Mark’s initial concerns diminished with time, and at the age of 28 he decided to pursue a career as a barrister, demonstrating that there’s no need to rush into the profession straight after university. After 5 years of developing a successful practice in asset forfeiture at 3 Paper Buildings, Mark was appointed as a fee paid tribunal judge: “In 2011 the opportunity arose for me to become a full time District Tribunal Judge, so I left the Bar after 16 very happy years”. In his role as District Tribunal Judge, he spends most of his time in a range of court centres throughout Hampshire and the Isle of Wight, although he also sits as a visiting judge of the Upper Tribunal in London.
To what extent does the location in which a barrister practises affect their career progression?
Clearly there are likely to be more opportunities for judicial appointments in cities and more densely populated areas than there are in rural and more remote areas. Having said that, on one view the competition is likely to be more intense in city areas, simply because the pool of candidates applying is likely to be greater.
My own view is that whether you are centric to Chancery Lane or more Circuit based, ultimately it is talent, professionalism and the other judicial skill-sets that will determine your career path. Geography has little to do with it.
What advice do you have for aspiring barristers based outside of London on how to access relevant legal work experience?
Speak (or write) to one of your local judges. Many will be happy to have you shadow them on a formal or an informal basis. Many will be registered with their Inns or the Judicial Appointments Commission as offering marshalling or work-shadowing opportunities. Alternatively, contact a local Diversity and Community Relations Judge (DCRJ). They are dotted around the country. Part of their function is to encourage others into the judiciary. They will point you in the right direction and it will create a local, friendly contact for you: https://www.judiciary.gov.uk/you-and-the-judiciary/judiciary-within-the-community/diversity-and-community-relations-judiciary/
Plus, go and simply observe a few judges you admire. Sit at the back of their courts in the public gallery. See how they operate. Make a list of what you think they do well. Try to imagine how you would deal with the situations you see arising.
Equally, many Tribunals are open to the public. All Social Entitlement Chamber and employment tribunal hearings are generally public hearings. If you are thinking about entry level judiciary, there is no better place than the Tribunals Judiciary to cut your teeth while waiting for more senior roles to come up. Speak to your local court centres to find out when and where tribunals sit in your area.
Are there any advantages of practising outside of London?

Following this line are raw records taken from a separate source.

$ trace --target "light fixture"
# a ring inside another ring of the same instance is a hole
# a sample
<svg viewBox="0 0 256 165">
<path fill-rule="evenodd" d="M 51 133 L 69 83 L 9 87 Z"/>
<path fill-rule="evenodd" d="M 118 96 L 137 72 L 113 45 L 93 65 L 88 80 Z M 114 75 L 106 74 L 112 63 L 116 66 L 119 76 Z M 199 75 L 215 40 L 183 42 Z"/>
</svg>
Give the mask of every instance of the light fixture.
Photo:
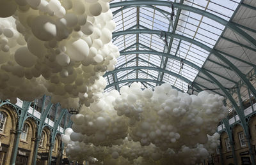
<svg viewBox="0 0 256 165">
<path fill-rule="evenodd" d="M 70 108 L 69 109 L 68 109 L 68 111 L 69 113 L 71 115 L 76 115 L 79 113 L 79 111 L 81 110 L 81 108 L 82 108 L 82 106 L 83 104 L 79 103 L 77 108 Z"/>
</svg>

Many. I have done both. Locally you tend to get to know people and the characters more quickly, whereas in London you may only come across some recognisable faces a handful of times in your career.
The Circuits also tend to arrange local social events and formal dining nights, and it is worth taking advantage of these. There are few professions in the world where from a very junior stage you get the opportunity of sitting down to dine with some of the most senior judges and QC’s on your circuit.

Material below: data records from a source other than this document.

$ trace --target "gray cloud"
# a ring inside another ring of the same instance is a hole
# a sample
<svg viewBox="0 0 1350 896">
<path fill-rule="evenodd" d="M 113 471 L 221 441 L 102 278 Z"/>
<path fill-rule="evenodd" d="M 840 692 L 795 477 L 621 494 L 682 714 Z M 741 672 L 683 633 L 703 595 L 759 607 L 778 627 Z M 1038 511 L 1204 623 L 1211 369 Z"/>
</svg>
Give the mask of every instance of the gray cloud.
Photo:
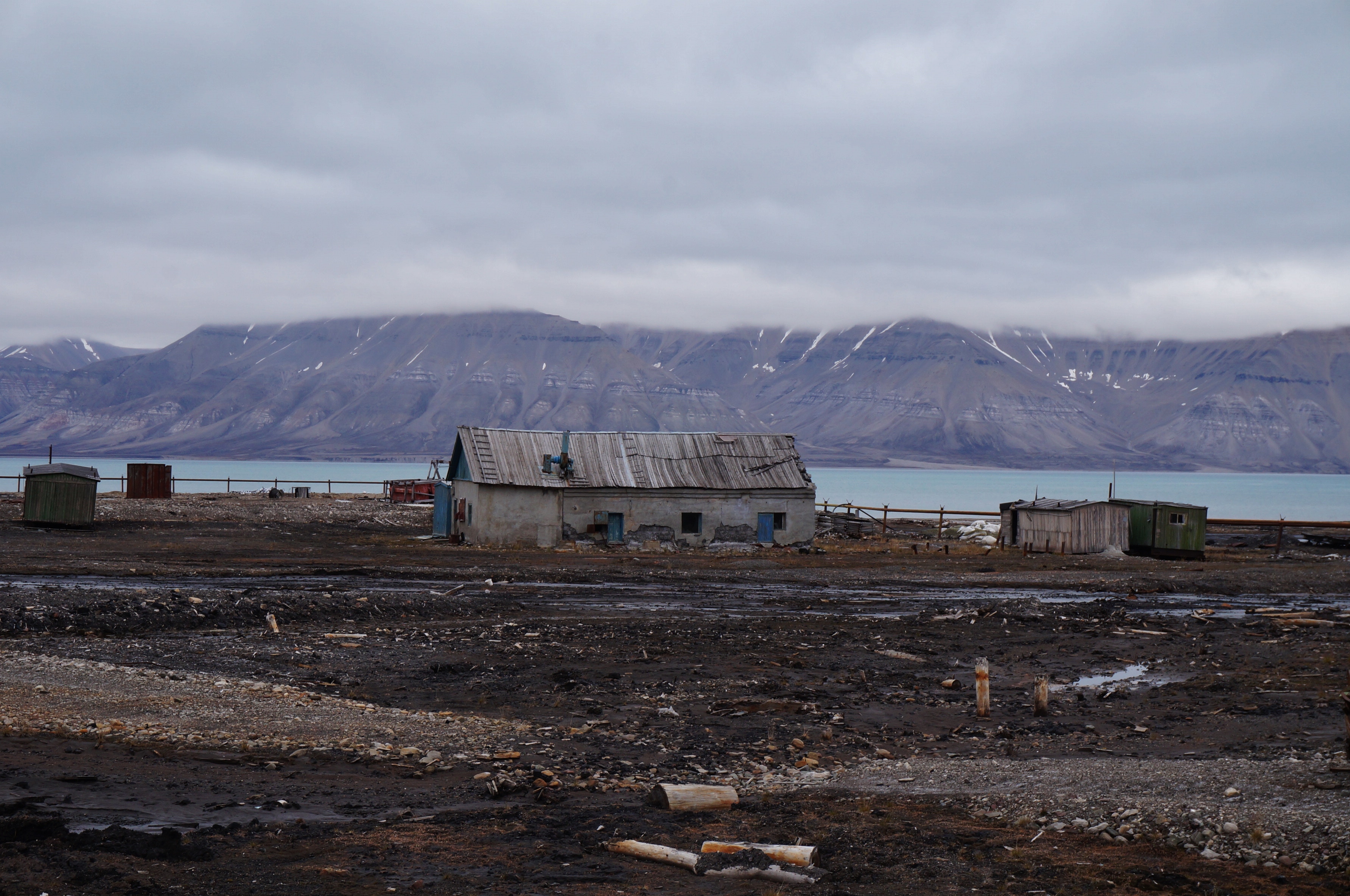
<svg viewBox="0 0 1350 896">
<path fill-rule="evenodd" d="M 0 5 L 0 341 L 1350 323 L 1342 3 Z"/>
</svg>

Many at the London Bar will tell you how they dread the commute. Not just getting into the Temple, but then out again to the many courts located within the M25/south east. Circuit based barristers tend to have more control over their travel plans; as well as some beautiful countryside to look at…
How would you encourage those young people who may feel that their background is a barrier to a career at the Bar?
Apply. Don’t be put off. The Bar needs you. I fully understand why someone from what may be considered an unconventional or minority background may discount a career at the Bar – not least because it may still be perceived by some as an intimidating or somewhat elitist profession. These days it is very much talent that counts above all else. Sure, we can’t all be rock-stars. You need to know how to play the guitar really well and deliver a good song. That will apply to any profession you choose. But once you realise that, by analogy, the Bar operates in the same way, your background becomes an irrelevance (and anyone who tells you otherwise is a shallow dinosaur!)
The Bar wants you for your talent, your ability to hit the right note and to work hard. All other considerations go out of the window. It is simply about having the confidence to see your ambition through and being the best you can be. The most successful barristers I know not only have the intelligence required for the job, but also the emotional intelligence to adapt to their surroundings and the changing working environments the Bar (and the judiciary) presents.
Outshine your contemporaries. And try to shake off the reservations you may have – they may not be real!